As required for all separation techniques, ionic liquids exhibit selectivity towards one or more of the phases of a mixture. 1-Butyl-3-methylimidazolium hexafluorophosphate (BMIM-PF_{6}) is a room-temperature ionic liquid that was identified early on as a viable substitute for volatile organic solvents in liquid-liquid separations. Other [PF_{6}]- and [BF_{4}]- containing ionic liquids have been studied for their CO_{2} absorption properties, as well as 1-ethyl-3-methylimidazolium (EMIM) and unconventional cations like trihexyl(tetradecyl) phosphonium ([P_{66614}]). Selection of different anion and cation combinations in ionic liquids affects their selectivity and physical properties. Additionally, the organic cations in ionic liquids can be "tuned" by changing chain lengths or by substituting radicals. Finally, ionic liquids can be mixed with other ionic liquids, water, or amines to achieve different properties in terms of absorption capacity and heat of absorption. This tunability has led some to call ionic liquids "designer solvents." 1-butyl-3-propylamineimidazolium tetrafluoroborate was specifically developed for CO_{2} capture; it is designed to employ chemisorption to absorb CO_{2} and maintain efficiency under repeated absorption/regeneration cycles. Other ionic liquids have been simulated or experimentally tested for potential use as CO_{2} absorbents.
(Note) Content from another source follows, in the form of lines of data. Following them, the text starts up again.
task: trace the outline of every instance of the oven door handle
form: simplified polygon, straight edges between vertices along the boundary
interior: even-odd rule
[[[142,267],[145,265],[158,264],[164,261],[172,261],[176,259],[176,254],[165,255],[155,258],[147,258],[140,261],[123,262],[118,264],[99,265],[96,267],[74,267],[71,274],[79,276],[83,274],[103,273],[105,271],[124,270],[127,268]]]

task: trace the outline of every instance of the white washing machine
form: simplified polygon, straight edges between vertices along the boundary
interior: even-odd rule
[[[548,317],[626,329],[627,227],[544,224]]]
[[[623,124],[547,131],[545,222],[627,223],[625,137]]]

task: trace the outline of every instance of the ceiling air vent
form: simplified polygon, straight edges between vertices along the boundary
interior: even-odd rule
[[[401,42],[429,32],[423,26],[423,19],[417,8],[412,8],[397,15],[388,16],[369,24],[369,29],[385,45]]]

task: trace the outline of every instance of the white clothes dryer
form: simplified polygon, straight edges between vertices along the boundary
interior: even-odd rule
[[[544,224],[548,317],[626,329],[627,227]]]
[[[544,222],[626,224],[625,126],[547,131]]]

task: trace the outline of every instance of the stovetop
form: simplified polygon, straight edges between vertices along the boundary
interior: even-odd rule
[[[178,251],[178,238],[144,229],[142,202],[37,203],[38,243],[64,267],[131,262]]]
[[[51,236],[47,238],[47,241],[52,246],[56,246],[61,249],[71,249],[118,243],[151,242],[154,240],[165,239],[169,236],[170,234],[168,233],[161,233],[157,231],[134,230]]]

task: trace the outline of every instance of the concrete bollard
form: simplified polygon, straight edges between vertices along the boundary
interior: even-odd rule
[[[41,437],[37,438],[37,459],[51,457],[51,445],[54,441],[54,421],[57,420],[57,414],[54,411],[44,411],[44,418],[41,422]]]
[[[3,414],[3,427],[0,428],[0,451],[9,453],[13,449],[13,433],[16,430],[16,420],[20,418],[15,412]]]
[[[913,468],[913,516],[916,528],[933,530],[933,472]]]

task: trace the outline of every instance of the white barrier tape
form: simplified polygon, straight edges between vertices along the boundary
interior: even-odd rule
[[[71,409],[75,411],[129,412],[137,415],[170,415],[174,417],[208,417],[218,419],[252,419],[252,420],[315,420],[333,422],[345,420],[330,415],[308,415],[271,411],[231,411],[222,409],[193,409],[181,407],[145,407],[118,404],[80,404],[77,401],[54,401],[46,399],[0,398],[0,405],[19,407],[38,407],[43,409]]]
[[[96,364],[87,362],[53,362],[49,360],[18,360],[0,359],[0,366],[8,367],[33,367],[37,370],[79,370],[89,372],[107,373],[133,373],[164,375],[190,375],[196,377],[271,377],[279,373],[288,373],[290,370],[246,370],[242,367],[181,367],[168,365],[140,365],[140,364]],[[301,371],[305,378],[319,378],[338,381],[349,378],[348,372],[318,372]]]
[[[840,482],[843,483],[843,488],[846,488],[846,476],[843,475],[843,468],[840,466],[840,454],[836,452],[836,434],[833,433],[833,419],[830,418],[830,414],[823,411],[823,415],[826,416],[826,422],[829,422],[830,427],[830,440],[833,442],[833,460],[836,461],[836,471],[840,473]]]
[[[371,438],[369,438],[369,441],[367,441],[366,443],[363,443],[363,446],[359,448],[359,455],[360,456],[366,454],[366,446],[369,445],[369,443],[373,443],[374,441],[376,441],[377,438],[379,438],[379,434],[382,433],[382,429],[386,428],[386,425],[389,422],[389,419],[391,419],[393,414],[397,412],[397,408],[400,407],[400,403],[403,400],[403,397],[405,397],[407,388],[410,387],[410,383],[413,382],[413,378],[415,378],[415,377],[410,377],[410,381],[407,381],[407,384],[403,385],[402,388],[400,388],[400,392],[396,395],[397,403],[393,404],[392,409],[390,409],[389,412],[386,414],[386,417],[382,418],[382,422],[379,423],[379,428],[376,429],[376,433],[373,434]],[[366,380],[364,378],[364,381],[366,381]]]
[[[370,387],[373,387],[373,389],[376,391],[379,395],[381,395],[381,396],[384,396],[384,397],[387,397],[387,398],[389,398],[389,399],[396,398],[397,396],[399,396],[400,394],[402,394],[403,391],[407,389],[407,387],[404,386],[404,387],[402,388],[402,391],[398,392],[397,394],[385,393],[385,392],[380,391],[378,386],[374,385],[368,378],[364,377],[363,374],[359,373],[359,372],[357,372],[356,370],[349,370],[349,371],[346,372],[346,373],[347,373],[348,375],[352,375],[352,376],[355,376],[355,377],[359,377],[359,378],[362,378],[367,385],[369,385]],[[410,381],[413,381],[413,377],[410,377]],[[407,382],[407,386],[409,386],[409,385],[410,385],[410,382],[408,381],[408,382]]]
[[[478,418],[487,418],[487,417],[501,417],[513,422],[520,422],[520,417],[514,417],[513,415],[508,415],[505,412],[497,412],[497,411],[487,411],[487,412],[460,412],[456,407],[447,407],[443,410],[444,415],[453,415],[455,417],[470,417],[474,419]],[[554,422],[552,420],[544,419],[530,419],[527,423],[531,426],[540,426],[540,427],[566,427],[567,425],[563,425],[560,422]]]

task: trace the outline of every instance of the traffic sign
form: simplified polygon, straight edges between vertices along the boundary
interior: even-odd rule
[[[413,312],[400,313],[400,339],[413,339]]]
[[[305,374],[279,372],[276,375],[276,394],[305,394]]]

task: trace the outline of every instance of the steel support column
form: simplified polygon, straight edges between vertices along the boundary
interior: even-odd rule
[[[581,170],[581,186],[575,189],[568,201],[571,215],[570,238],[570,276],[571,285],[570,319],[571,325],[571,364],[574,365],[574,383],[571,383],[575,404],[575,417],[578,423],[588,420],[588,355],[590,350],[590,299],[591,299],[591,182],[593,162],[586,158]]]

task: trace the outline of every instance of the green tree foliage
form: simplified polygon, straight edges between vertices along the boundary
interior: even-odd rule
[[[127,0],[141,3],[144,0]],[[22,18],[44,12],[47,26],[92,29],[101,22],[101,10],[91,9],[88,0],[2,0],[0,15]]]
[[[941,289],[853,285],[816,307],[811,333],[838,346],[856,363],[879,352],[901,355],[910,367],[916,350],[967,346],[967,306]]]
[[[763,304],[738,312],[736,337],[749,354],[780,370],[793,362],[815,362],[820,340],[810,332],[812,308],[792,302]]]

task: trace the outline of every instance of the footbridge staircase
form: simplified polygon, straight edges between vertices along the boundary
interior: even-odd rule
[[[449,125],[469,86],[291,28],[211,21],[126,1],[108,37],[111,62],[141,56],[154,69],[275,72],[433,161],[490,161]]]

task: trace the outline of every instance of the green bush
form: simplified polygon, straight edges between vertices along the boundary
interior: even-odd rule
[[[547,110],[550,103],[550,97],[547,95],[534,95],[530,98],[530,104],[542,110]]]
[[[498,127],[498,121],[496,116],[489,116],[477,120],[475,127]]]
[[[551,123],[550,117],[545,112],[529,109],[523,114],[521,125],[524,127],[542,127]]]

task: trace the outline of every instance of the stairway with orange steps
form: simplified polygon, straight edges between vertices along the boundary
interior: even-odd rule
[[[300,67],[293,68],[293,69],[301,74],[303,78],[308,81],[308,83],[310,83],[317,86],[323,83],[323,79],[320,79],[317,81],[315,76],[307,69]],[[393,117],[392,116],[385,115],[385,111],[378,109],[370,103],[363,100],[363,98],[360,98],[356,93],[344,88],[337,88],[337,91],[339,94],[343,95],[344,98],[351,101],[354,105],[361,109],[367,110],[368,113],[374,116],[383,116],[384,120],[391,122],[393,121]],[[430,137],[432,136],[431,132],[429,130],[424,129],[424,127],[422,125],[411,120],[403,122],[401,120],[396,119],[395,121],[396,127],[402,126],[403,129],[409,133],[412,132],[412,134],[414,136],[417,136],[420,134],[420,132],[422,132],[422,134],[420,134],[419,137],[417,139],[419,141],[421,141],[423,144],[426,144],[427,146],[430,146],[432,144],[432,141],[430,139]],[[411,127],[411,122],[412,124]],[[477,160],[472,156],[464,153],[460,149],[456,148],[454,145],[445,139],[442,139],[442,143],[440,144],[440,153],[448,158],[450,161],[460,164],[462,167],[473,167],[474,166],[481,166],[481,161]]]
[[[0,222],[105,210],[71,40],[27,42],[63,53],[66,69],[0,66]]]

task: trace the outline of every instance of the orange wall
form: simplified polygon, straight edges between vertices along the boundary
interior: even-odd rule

== Proposed industrial applications ==
Currently, CO_{2} capture uses mostly amine-based absorption technologies, which are energy intensive and solvent intensive. Volatile organic compounds alone in chemical processes represent a multibillion-dollar industry. Therefore, ionic liquids offer an alternative that prove attractive should their other deficiencies be addressed.

During the capture process, the anion and cation play a crucial role in the dissolution of CO_{2}. Spectroscopic results suggest a favorable interaction between the anion and CO_{2}, wherein CO_{2} molecules preferentially attach to the anion. Furthermore, intermolecular forces, such as hydrogen bonds, van der Waals bonds, and electrostatic attraction, contributes to the solubility of CO_{2} in ionic liquids. This makes ionic liquids promising candidates for CO_{2} capture because the solubility of CO_{2} can be modeled accurately by the regular solubility theory (RST), which reduces operational costs in developing more sophisticated model to monitor the capture process.